To take her research to the next level, Laura needs a thorough understanding of the mechanisms this new class of antibiotics use to enter the bacterial cells, evade bacterial defences and ultimately kill the bacteria. “It is only by clearly understanding all three processes that we can fully appreciate how the antibiotics work,” said Laura. According to Laura, this project has the potential to impact not only the fields of microbiology and drug development, but also the broader field of public health. This is a field of exceptional importance and urgency, due to the current global antibiotic resistance crisis that threatens the future of modern medicine. The end goal for Laura is to verify her data with more testing and ultimately to commercialise this new antibiotic. However she is fully aware that it typically takes 10 to 15 years from initial research to get a new pharmaceutical to market – at an average overall cost of $1 billion.

So how do researchers like Laura stay motivated when working on projects which can take so many years to come to fruition? According to Laura, “you only choose a career in science because you genuinely love it! But at the same time it is a love/hate relationship. It’s a very long haul, but when you see results and make a breakthrough – it’s the best feeling in the world!”

In the meantime, Laura is busy following her passion and her advocacy work educating the public about the threat presented by antibiotic resistance - through seminars, library talks and writing articles on the subject. “The message I want to get out is why we should all care about antibiotic resistance in the community,” said Laura.

Laura’s motivation and personal life philosophy is to say ‘yes’ to new opportunities.
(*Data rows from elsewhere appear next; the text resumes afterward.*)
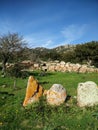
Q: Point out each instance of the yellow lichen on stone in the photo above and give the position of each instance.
(33, 92)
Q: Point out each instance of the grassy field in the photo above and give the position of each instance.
(41, 116)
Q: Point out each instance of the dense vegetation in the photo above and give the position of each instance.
(41, 116)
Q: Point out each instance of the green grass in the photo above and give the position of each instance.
(41, 116)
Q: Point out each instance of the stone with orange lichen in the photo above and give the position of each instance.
(33, 92)
(56, 95)
(87, 94)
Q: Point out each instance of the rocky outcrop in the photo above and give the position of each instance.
(87, 94)
(56, 95)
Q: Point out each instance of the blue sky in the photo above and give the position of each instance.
(50, 23)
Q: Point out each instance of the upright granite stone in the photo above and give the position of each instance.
(87, 94)
(33, 92)
(56, 95)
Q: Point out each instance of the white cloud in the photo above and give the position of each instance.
(73, 32)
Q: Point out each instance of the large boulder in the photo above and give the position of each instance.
(33, 92)
(87, 94)
(56, 95)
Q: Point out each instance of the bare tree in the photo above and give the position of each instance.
(10, 45)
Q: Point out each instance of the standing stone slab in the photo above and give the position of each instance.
(87, 94)
(56, 95)
(33, 92)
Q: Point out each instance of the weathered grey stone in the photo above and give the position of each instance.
(87, 94)
(56, 95)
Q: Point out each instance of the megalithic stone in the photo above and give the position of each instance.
(56, 95)
(87, 94)
(33, 92)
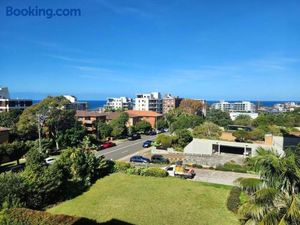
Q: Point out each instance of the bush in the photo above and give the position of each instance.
(22, 216)
(154, 172)
(121, 166)
(233, 200)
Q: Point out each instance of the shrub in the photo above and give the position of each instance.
(121, 166)
(233, 200)
(22, 216)
(154, 172)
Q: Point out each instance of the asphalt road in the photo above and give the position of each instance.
(124, 149)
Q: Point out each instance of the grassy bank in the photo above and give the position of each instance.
(149, 200)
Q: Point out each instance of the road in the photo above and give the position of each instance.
(124, 149)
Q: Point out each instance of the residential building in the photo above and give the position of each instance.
(88, 118)
(170, 102)
(6, 103)
(74, 104)
(149, 102)
(243, 106)
(119, 103)
(4, 135)
(234, 115)
(137, 115)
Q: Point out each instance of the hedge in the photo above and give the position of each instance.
(23, 216)
(233, 200)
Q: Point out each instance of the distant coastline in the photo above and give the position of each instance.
(94, 104)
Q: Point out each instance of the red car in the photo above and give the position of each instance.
(108, 144)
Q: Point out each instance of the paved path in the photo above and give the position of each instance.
(124, 149)
(219, 177)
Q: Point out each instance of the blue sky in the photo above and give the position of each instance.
(211, 49)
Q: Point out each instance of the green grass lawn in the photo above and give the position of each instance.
(150, 200)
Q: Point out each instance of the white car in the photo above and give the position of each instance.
(50, 160)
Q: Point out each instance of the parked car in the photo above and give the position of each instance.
(134, 136)
(107, 144)
(159, 159)
(147, 144)
(180, 171)
(139, 159)
(50, 160)
(151, 132)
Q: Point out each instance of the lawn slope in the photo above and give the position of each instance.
(150, 200)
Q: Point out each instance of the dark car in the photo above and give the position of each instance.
(107, 144)
(134, 136)
(159, 159)
(139, 159)
(147, 144)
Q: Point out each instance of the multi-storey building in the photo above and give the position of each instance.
(119, 103)
(170, 102)
(243, 106)
(6, 103)
(149, 102)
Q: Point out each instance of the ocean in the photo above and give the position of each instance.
(94, 104)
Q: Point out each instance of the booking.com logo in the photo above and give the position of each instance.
(44, 12)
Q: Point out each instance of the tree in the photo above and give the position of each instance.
(207, 130)
(243, 120)
(13, 151)
(274, 199)
(161, 123)
(191, 106)
(103, 130)
(183, 137)
(143, 126)
(10, 118)
(218, 117)
(58, 119)
(118, 125)
(185, 121)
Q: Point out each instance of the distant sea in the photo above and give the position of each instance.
(94, 104)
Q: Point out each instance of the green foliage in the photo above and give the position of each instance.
(23, 216)
(103, 130)
(185, 121)
(207, 130)
(183, 137)
(164, 140)
(218, 117)
(143, 126)
(233, 200)
(274, 199)
(243, 120)
(161, 123)
(154, 172)
(13, 190)
(12, 151)
(10, 118)
(121, 166)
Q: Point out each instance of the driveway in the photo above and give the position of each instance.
(219, 177)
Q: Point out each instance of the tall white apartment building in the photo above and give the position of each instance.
(6, 103)
(243, 106)
(119, 103)
(149, 102)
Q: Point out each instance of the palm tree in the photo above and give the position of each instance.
(274, 198)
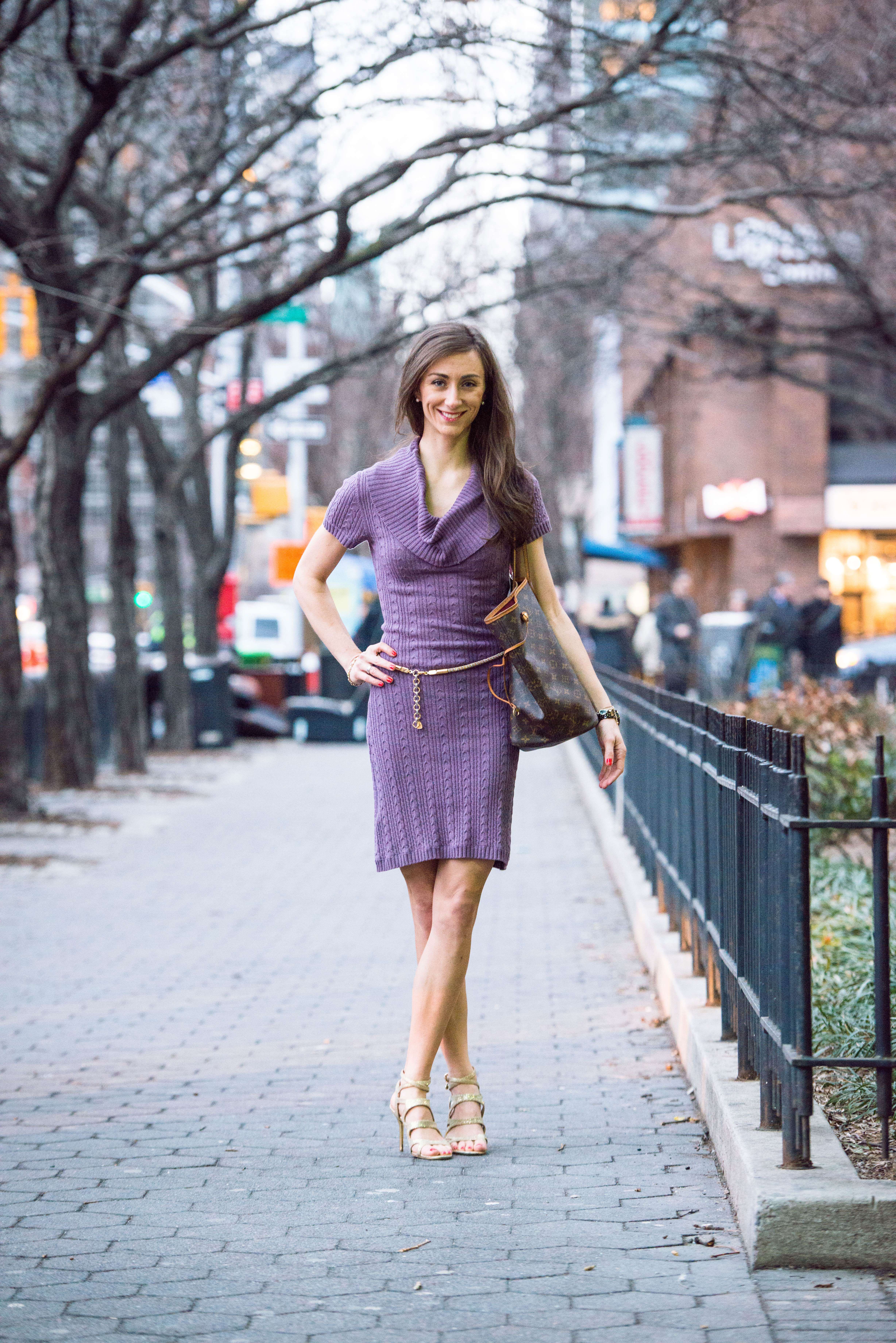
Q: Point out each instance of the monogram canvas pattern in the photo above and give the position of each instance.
(553, 706)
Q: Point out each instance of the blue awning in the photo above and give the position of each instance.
(627, 551)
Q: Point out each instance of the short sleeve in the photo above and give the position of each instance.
(347, 518)
(541, 520)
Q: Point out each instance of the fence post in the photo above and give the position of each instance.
(737, 739)
(883, 1031)
(796, 1083)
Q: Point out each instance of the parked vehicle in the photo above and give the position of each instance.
(253, 718)
(871, 665)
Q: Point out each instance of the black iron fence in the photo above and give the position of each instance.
(718, 810)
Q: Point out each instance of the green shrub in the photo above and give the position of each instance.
(840, 743)
(844, 978)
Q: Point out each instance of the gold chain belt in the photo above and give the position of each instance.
(464, 667)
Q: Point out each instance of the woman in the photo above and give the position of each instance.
(444, 518)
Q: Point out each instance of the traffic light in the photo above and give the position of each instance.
(18, 318)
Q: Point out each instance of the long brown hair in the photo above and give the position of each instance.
(506, 484)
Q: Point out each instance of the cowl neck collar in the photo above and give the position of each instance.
(399, 493)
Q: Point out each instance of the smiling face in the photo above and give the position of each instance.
(451, 393)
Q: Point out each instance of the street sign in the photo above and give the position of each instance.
(312, 432)
(288, 313)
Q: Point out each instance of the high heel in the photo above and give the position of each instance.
(459, 1100)
(395, 1106)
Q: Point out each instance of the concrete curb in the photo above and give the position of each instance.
(825, 1217)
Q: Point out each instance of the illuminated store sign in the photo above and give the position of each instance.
(735, 500)
(643, 480)
(781, 256)
(862, 507)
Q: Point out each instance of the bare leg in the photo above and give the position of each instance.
(444, 903)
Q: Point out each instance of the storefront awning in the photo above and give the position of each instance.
(625, 551)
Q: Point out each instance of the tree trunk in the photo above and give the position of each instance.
(207, 561)
(14, 766)
(175, 683)
(131, 712)
(69, 759)
(179, 734)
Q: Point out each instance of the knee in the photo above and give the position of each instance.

After reading the book Yes Man by Danny Wallace - where the author spends a year saying "Yes" to any offers that came his way - Laura decided to put this theory in to practice. As a result, Laura has taken up opportunities to get involved in public education and she said ‘yes’ to applying for this travel grant.

In total, Laura will spend between two to three weeks in the UK during September 2017 - at the Sanger Institute and also attending a bio-medical conference in Liverpool.

As part of the 2016 Travel Grant Series for academics Dr Laura McCaughey receives $4,000 worth of airfares and $1,000 for accommodation, transportation or tours.